Je leur ai promis tout cela."
La mémoire du
capitaine Louis Pascal est de 1613, les Marseillais pendant un siècle ont lutté
pour conserver leurs droits de pèche.
Les archives
de la Compagnie Royale marseillaise dévoilent que la création d'un comptoir à
Stora avait été envisagée pour combattre la concurrence des Anglais.
En 1774 la
Compagnie chargea le sieur Raynaud qui avait résidé 9 ans à Collo comme agent,
de procéder à une enquête sur place. A son retour il engagea vivement les
Directeurs de donner suite à leur projet.

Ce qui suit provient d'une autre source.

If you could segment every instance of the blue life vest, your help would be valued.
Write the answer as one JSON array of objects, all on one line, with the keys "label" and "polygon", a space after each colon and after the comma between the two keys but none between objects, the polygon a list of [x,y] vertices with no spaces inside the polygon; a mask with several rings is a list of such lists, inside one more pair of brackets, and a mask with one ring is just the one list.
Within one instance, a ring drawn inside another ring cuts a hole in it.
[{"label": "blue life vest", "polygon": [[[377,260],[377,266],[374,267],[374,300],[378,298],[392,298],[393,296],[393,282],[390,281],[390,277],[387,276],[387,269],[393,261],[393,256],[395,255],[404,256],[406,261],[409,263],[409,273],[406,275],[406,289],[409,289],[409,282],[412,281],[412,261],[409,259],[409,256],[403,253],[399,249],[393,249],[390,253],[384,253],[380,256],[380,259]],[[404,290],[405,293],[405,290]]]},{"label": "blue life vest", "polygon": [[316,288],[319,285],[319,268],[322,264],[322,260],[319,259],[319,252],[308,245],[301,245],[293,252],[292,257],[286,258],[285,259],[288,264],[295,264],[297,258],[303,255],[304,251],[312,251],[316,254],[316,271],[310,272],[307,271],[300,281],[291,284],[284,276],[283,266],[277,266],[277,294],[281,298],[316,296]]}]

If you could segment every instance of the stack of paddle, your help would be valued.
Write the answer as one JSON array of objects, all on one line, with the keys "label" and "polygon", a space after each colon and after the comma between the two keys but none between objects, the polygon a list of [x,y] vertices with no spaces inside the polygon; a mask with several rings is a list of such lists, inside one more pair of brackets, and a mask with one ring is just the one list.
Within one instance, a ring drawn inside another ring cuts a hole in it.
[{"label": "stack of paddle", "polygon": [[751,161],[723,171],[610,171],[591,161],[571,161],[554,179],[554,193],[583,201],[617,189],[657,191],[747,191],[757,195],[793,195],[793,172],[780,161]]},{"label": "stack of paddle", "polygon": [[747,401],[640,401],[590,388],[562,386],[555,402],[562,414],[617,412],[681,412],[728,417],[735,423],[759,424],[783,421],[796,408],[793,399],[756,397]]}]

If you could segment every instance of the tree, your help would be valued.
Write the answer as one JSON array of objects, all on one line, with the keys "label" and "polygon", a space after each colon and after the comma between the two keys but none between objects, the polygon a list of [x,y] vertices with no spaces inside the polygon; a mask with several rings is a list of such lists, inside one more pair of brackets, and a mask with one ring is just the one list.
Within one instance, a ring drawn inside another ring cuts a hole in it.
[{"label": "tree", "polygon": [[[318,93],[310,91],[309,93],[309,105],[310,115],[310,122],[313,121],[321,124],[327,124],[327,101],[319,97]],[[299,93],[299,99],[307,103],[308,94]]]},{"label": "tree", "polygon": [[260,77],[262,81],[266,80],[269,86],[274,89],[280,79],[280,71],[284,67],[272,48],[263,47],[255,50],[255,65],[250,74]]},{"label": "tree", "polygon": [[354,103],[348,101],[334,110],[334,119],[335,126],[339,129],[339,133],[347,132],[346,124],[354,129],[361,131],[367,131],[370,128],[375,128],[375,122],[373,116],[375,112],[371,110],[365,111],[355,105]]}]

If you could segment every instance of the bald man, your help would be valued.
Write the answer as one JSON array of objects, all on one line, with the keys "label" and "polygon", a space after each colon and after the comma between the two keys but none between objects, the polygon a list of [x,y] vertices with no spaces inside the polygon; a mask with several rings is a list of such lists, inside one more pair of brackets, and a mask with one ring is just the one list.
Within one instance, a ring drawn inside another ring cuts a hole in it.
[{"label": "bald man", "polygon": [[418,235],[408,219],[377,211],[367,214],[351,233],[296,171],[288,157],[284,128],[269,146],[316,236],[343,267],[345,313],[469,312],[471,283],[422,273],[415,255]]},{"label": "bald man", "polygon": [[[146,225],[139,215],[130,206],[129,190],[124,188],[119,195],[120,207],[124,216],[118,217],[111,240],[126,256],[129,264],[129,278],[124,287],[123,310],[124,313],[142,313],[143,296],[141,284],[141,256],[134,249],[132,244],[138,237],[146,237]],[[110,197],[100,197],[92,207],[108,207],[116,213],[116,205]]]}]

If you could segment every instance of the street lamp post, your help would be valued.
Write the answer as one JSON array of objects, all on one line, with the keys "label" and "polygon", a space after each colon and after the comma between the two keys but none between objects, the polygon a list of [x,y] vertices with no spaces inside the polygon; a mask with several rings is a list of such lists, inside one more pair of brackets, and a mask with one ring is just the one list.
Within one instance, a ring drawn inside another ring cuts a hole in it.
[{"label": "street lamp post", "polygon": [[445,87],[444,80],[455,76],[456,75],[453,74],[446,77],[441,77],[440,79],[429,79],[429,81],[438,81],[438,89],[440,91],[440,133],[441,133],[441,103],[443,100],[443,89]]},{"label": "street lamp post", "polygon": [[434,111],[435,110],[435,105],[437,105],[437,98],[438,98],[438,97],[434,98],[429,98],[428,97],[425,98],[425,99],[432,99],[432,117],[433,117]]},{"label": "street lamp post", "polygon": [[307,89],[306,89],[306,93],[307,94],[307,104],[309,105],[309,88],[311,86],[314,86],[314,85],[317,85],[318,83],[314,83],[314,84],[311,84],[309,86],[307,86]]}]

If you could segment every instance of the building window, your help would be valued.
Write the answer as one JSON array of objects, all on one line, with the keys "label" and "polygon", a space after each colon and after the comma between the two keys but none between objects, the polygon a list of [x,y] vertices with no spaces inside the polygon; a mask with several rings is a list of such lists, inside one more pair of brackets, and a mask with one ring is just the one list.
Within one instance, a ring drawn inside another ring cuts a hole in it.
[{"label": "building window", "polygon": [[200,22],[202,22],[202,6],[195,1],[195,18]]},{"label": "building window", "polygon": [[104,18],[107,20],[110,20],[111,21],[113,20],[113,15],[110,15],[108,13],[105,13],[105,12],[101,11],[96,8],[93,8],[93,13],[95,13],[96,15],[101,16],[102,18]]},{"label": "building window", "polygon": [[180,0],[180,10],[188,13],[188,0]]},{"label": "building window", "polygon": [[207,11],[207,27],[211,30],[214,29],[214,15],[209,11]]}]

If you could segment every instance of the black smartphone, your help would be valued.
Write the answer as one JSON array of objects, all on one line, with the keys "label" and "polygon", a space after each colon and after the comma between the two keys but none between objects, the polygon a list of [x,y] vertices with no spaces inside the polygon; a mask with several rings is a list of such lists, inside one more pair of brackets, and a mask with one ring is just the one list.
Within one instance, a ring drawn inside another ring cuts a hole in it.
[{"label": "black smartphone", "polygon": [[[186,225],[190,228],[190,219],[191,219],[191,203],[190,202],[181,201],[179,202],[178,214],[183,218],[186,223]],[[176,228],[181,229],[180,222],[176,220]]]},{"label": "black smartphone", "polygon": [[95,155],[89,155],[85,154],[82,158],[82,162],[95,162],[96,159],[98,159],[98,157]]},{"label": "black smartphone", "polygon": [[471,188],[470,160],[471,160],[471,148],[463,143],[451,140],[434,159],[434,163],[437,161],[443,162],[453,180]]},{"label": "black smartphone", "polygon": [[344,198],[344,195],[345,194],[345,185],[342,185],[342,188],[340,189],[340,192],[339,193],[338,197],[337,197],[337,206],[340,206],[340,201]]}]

Voici un extrait de son rapport :
"Le pays était plus fertile que les environs de La Calle et sur une plus
grande étendue, le blé qu'on y trouvait était le plus beau de la côte, il rapportait
là 15 à 25 pour un, tandis qu'à La Calle, dans les plus belles récoltes, il ne
donnait que de 15 à 20, la Compagnie pourrait en tirer des quantités
considérables, 15 à 20 000 charges.
Le port était bon, du moins dans la belle saison, meilleur même que celui de
Bône, il pouvait contenir 12 bâtiments à la fois sans danger.
On pourrait construire la maison du comptoir et des magasins tout près de la
mer et sans trop de dépenses, car il y avait là les ruines d'une ville
considérable dont on pourrait utiliser les matériaux et même les murailles.
Le seul
obstacle à redouter est la turbulence des habitants : il y avait, à Stora même,
quatre cheiks rivaux et, dans le voisinage, cinq nations sans cesse en guerre
et qui n'obéissaient guère au Bey de Constantine.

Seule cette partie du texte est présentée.